Build the Cypher schema statements with a custom vector index dimensionality. Defaults to EMBEDDING_DIMENSIONS (1536) if omitted.

`SCHEMA_STATEMENTS: Record<string, string>`

The raw Cypher statements using the default 1536 dimensions. Prefer buildSchemaStatements(dimensions) for custom dimensions.

Embedders

An embedder converts text into dense vector embeddings for similarity search. The library ships with a local ONNX-based embedder and defines a pluggable Embedder interface so you can bring your own (e.g., OpenAI, Cohere).

`Embedder` Interface

interface EmbeddingResult {
  /** The input text that was embedded. */
  text: string;
  /** The embedding vector. */
  vector: number[];
}

interface Embedder {
  /** Embed a single text string. */
  embed(text: string): Promise<EmbeddingResult>;
  /** Embed multiple texts in batch. */
  embedBatch(texts: string[]): Promise<EmbeddingResult[]>;
  /** Dimensionality of vectors produced by this embedder. */
  readonly dimensions: number;
}

`createLocalEmbedder(options?: EmbedderOptions): Embedder`

Create a local embedder that runs ONNX inference via @huggingface/transformers. Downloads and caches a HuggingFace model on first use, then runs inference locally on CPU -- no API keys or external services required.

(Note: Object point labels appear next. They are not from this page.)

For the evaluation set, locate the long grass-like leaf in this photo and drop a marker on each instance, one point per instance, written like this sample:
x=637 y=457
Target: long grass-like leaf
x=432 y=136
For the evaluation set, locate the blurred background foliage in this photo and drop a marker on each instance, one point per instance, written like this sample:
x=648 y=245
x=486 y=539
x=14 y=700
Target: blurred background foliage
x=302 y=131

The underlying pipeline is lazily initialized on the first call to embed() or embedBatch(), so construction is non-blocking.

interface EmbedderOptions {
  /** HuggingFace model ID (default: "Xenova/all-MiniLM-L6-v2") */
  modelId?: string;
  /** Expected embedding dimensions (default: 384 for the default model) */
  dimensions?: number;
}

Default model: Xenova/all-MiniLM-L6-v2 -- a small, fast, general-purpose English sentence embedding model that produces 384-dimensional vectors.

// Use the default model:
const embedder = createLocalEmbedder();
console.log(embedder.dimensions); // 384

// Use a custom model:
const customEmbedder = createLocalEmbedder({
  modelId: "Xenova/bge-small-en-v1.5",
  dimensions: 384,
});

Dimension matching: initSchema() accepts an optional dimensions parameter that controls the vector index size. Pass your embedder's dimensions to ensure they match:

const embedder = createLocalEmbedder();
await initSchema(embedder.dimensions); // creates a 384-dim vector index

If omitted, initSchema() defaults to EMBEDDING_DIMENSIONS (1536). Use buildSchemaStatements(dimensions) for custom dimensions when building statements manually.

Chunkers

A chunker splits content into smaller pieces suitable for embedding. The library ships with two chunkers and defines a pluggable Chunker interface.

`Chunker` Interface

interface Chunk {
  /** The text content of this chunk. */
  text: string;
  /** Zero-based index within the source content. */
  index: number;
  /** Optional metadata carried through from the source. */
  metadata?: Record<string, unknown>;
}

interface Chunker {
  /** Split content into one or more chunks. */
  chunk(content: string, metadata?: Record<string, unknown>): Chunk[];
}

`createPassThroughChunker(): Chunker`

Create a chunker that returns the entire input as a single chunk unchanged. Suitable for short content (findings, decisions, insights) that does not need splitting.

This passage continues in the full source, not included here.